EFEEnrique Rubio. Falmouth (R.Unido)

A partir desta sexta-feira, a cúpula do G7 reunirá velhos conhecidos que, em vários casos, se sentarão pela primeira vez na "mesa dos mais velhos", uma vez que metade dos dirigentes do grupo estreará à frente de suas delegações, embora todos tenham larga experiência na segunda linha.

Se na última vez que os líderes se encontraram pessoalmente - na França em 2019 - novos rostos dominavam a foto de família, desta vez a marca é a volta de rostos que há muito tempo estiveram nos bastidores do poder.

Paradigma dessa mudança de guarda é o novo inquilino da Casa Branca, Joe Biden, que substitui o disruptivo Donald Trump, que havia saído do mundo dos negócios para se tornar presidente dos Estados Unidos.

Diante da cambalhota de dupla pirueta e sem rede protagonizada por Trump, a trajetória de Biden é a oposta: senador desde 1973, quando tinha apenas 30 anos, o agora presidente ocupou toda uma gama de cargos em Washington, que desembocou na vice-presidência durante o mandato de Barack Obama (2008-2016).

Biden cresceu entre cúpulas, são seu habitat natural e seu compromisso determinado com o multilateralismo faz dele o eixo deste fórum que continua em busca de uma nova identidade.

DO NOVATO CONTE AO EXPERIENTE DRAGHI.

Algo semelhante ao caso americano acontece com a Itália, parte de um grupo que é completado por Reino Unido, França, Alemanha, Canadá, Japão e União Europeia (UE).

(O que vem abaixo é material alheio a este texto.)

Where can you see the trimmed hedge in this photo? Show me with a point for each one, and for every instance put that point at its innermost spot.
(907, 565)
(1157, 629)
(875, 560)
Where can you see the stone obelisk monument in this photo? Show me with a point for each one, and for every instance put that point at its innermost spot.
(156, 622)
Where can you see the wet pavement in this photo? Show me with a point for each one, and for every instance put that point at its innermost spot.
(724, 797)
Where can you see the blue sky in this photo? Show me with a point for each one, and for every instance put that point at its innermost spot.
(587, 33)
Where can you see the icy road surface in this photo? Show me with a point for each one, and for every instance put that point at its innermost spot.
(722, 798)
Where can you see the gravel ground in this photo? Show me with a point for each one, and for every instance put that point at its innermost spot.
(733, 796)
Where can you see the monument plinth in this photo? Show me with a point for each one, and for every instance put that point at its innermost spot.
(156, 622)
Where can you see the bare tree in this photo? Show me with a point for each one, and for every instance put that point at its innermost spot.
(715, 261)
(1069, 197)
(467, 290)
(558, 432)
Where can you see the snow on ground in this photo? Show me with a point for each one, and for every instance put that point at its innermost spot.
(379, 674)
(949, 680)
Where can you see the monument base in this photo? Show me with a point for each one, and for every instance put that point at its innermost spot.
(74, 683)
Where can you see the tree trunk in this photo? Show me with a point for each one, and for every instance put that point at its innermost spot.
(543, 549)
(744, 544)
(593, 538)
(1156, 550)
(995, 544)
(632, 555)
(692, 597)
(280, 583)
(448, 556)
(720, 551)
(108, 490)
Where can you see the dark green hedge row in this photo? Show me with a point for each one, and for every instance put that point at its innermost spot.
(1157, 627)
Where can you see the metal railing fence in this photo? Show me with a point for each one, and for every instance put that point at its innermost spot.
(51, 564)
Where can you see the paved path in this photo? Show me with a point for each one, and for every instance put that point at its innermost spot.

O então desconhecido Giuseppe Conte, um jurista avesso à política indicado como primeiro-ministro pelo Movimento 5 Estrelas, foi o representante do país em Biarritz (França) há dois anos.

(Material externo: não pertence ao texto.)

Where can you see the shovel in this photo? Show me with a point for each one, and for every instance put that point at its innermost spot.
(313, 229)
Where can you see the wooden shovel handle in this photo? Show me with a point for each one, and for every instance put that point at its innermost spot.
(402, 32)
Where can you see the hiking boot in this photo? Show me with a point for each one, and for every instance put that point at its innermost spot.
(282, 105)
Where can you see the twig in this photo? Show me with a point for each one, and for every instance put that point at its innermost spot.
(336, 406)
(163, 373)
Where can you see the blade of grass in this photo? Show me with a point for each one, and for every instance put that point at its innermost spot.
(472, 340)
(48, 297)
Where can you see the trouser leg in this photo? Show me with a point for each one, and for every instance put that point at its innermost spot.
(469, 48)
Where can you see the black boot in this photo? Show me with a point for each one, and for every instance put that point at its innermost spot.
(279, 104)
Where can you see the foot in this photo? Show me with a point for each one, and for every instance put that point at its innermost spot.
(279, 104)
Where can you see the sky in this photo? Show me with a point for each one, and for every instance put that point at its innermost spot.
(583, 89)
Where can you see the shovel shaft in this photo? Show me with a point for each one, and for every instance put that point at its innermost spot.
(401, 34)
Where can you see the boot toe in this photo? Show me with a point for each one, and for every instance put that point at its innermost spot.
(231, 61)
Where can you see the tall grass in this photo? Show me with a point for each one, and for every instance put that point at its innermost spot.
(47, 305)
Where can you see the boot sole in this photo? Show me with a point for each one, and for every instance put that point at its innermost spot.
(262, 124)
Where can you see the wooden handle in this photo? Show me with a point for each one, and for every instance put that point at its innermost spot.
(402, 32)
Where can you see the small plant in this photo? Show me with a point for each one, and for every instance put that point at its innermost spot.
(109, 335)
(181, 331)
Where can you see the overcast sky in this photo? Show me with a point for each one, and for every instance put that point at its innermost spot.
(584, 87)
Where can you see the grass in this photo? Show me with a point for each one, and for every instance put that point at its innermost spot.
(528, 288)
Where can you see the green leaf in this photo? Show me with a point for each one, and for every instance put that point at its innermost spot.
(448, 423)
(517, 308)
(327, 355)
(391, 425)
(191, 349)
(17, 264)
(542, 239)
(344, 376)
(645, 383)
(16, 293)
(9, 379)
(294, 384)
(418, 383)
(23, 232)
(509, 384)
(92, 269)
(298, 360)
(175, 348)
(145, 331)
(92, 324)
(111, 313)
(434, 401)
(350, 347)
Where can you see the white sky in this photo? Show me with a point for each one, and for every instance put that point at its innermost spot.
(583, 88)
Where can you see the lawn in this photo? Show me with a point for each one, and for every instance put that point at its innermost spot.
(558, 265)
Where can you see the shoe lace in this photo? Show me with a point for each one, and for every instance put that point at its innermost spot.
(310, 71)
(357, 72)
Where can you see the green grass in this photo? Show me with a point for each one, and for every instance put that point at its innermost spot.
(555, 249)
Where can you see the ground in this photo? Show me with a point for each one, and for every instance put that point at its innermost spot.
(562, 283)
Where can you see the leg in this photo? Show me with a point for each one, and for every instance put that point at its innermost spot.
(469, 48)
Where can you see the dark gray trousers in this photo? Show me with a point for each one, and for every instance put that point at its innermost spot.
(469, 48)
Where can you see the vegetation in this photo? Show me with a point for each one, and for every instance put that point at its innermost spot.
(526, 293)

Apesar de bons níveis de aceitação pública de Conte, a política italiana fez jus à sua reputação de convulsiva e implacável, e o destituiu da chefia de governo em janeiro deste ano.

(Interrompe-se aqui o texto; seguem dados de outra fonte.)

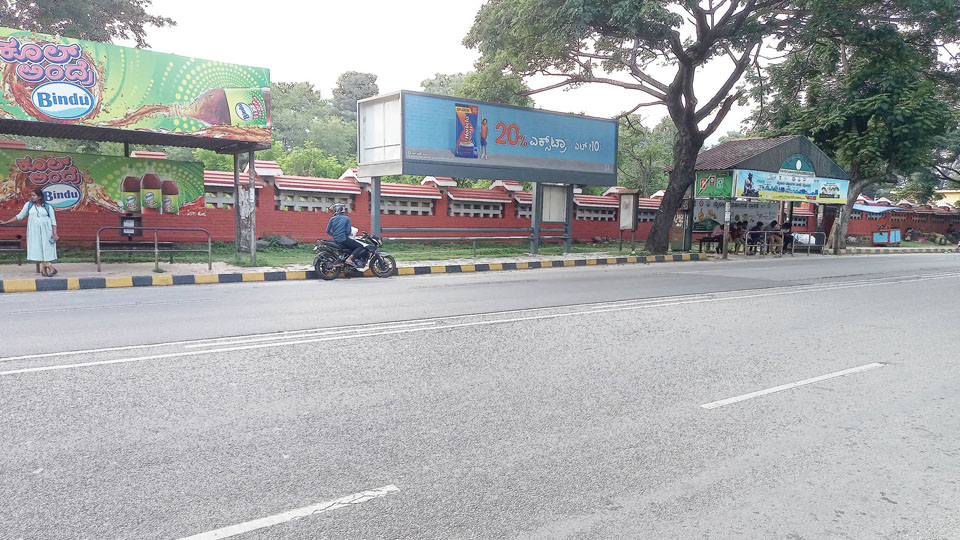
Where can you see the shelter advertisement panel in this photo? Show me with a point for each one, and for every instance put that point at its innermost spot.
(468, 139)
(714, 184)
(68, 81)
(93, 183)
(791, 187)
(708, 213)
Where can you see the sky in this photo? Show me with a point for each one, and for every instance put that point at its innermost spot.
(403, 42)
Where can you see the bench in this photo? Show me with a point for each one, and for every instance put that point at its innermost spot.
(130, 246)
(13, 246)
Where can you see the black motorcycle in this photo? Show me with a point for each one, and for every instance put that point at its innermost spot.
(331, 258)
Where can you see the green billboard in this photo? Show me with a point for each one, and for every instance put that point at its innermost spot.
(714, 184)
(93, 183)
(68, 81)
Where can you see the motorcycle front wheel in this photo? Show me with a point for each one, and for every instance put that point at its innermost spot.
(383, 265)
(326, 267)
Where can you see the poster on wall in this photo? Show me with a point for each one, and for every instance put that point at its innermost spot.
(791, 187)
(415, 133)
(69, 81)
(94, 183)
(708, 213)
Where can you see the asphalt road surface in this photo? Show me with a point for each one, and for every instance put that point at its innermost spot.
(797, 398)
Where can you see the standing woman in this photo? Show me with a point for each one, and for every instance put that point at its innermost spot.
(41, 232)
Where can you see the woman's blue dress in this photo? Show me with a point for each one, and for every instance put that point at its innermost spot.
(40, 223)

Seu sucessor? Outro velho conhecido, o economista Mario Draghi, que no comando do Banco Central Europeu, de 2011 a 2019, resistiu à crise financeira e em diversas ocasiões condicionou as políticas macroeconômicas dos países da UE.

A expectativa é que Draghi, um rosto comum nesses tipos de reuniões, apesar de vir das finanças e não da política, encontre seu lugar em uma cúpula que terá amplo espaço para a economia e a recuperação pós-pandemia.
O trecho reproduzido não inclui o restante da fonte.